Cool, it handles the conversion to dummy variables automatically, and comes up with a linear model that accounts for about 25% of the variability. Not an exceptional predictor, but a simple enough process that would probably work well with more linear data.

Let’s look at the residuals.

plot(finMod,1,pch=19,cex=.5,col="#00000010")

Here we see that it labels outliers for us. We can also color the residuals by the variables not used in our model, to see if a different variable seems to be responsible for our outliers.

qplot(finMod$fitted,finMod$residuals,col=race,data=training)
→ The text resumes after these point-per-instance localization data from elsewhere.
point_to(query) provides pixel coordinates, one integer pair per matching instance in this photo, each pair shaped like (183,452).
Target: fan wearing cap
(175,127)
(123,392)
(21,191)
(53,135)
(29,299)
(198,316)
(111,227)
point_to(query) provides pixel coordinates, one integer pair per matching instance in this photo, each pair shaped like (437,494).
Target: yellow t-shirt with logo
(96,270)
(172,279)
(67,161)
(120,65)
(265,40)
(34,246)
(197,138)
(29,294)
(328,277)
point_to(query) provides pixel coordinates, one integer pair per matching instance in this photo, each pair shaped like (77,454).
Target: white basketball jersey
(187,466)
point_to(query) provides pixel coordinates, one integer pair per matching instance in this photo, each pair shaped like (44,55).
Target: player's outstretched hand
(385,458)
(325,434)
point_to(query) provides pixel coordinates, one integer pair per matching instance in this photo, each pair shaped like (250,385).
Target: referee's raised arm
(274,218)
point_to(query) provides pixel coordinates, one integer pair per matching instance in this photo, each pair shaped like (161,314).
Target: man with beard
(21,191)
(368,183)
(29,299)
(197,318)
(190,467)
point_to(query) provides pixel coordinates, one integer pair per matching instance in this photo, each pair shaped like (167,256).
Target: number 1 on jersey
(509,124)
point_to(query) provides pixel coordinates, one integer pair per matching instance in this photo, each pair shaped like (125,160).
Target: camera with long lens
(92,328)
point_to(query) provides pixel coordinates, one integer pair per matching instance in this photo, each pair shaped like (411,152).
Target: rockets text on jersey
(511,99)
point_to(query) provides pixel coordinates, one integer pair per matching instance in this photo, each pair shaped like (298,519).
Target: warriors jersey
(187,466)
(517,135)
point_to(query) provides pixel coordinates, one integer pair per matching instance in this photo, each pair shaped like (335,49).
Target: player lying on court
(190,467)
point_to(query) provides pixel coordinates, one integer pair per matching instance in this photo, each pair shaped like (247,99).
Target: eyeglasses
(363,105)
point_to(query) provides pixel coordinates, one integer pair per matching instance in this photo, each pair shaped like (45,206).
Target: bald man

Doesn’t seem like race. Lastly, let’s look at the residuals plotted by index (that is, row number). This result surprised me, because it was different than the example. In the class example, there was a clear upward slope in the residuals as index increased, as well as a clustering of outliers at high index values. In that situation, the instructor suggested that there was a variable that was not accounted for in our data (or at least the model). Clearly, our data seems to be mostly centered around 0, with no linear trends, and a fairly consistent dispersion of high residuals across index values.

plot(finMod$residuals,pch=19)

Lastly, since the purpose of this class is predictive models, let’s get a visual on how well our model does to predict values.

This plot does 2 things. First, it shows how well the prediction works: in a perfect model, all the data points would be on the \(y=x\) line. Second, it looks for some sort of clusturing or trends on our predictors caused by an outside variable. It does this by plotting by color – I conclude that there does not appear to be any sort of trend on the model being better or worse for a certain year range.

pred<-predict(modFit,testing)
qplot(wage,pred,col=year,data=testing)

That concludes week 2 of practical machine learning. Thank you to Jeffrey Leek and the Johns Hopkins biostatistics department for this course.